Poll Result Shows the World Feels Less Secure with Trump
The world feels less secure with Donald Trump as US president, a recent poll says, adding that the majority of respondents in Germany, France, the UK and Brazil said they feel less safe since the Republican took office.
The poll was conducted by TNS Global, one of the largest research agencies worldwide, for Sputnik International news agency between February 16 and 22, 2017.
A total of 7,148 people across seven countries – France (1,004 people aged 16-64), Germany (1,014 people aged 16-64), Italy (1,050 people aged 16-54), Great Britain (1,037 people aged 16-64), the United States (1,027 people aged 18-64), Brazil (1,010 people aged 16-54) and Turkey (1,006 people aged 16-54) took part in the survey.
— Sputnik (@SputnikInt) April 11, 2017
The respondents were asked one question: “Will the world be more or less secure with President Trump?”
Germany has the highest percentage of people – 72 percent – who doubt that the world will be secure with Trump. It’s followed by France (64 percent), Brazil (60 percent) and the UK (55 percent).
In the US, 45 percent said they feel “less secure” with Trump as president, while only 28 percent say they feel protected with him in power.

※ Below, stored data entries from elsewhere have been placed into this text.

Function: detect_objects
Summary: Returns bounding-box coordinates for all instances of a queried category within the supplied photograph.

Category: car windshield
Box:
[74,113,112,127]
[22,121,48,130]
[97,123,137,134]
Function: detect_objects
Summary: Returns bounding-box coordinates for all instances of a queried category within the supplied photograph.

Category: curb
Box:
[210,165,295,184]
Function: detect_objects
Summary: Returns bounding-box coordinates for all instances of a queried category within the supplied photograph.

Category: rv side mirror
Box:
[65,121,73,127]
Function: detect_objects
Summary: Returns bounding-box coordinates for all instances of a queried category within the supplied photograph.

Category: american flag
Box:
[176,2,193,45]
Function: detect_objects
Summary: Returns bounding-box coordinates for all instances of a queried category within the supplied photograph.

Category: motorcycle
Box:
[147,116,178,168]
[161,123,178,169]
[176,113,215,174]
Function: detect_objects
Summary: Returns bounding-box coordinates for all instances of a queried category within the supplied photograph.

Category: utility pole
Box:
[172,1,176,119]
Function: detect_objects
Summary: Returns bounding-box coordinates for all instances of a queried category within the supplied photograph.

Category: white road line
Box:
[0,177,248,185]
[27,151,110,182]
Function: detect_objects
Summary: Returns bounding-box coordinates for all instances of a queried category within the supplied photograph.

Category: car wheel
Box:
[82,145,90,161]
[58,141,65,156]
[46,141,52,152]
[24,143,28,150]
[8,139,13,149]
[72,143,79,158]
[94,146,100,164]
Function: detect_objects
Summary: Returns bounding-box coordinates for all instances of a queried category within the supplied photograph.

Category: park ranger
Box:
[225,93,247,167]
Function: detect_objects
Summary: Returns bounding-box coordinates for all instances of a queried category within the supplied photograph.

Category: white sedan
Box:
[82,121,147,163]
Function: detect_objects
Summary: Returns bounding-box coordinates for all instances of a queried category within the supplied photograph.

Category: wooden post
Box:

It’s been more than 80 days since Trump was sworn in as the 45th US president, with many of his decisions sparking controversy. In January, his executive order temporarily banning the citizens of seven Muslim-majority nations from entering the US caused outrage around the globe. Later, Trump revised the order and one of the banned countries, Iraq, was exempted from the list.
Following his inauguration, Trump also signed an executive order authorizing construction of a wall along the US-Mexico border to control immigration, saying afterwards that Mexico will pay for the construction costs “one way or another.”
The first months of the Trump administration were also marked with numerous scandals after the mainstream press claimed that members of the president’s camp had numerous connections with Russian officials. In February, Trump’s national security adviser, Michael Flynn, stepped down after a scandal erupted involving his phone conversations with Russia’s ambassador to the US, Sergey Kislyak.
The most-discussed of Trump’s moves so far, however, was his decision to fire 59 Tomahawk cruise missiles at the Shayrat airbase controlled by the Syrian Army on April 7. Washington claimed the strike was in response to an alleged chemical attack in Syria’s Idlib province, for which the US blamed the Syrian government. Syrian officials said that the strike killed at least six people, including civilians, and wounded several others.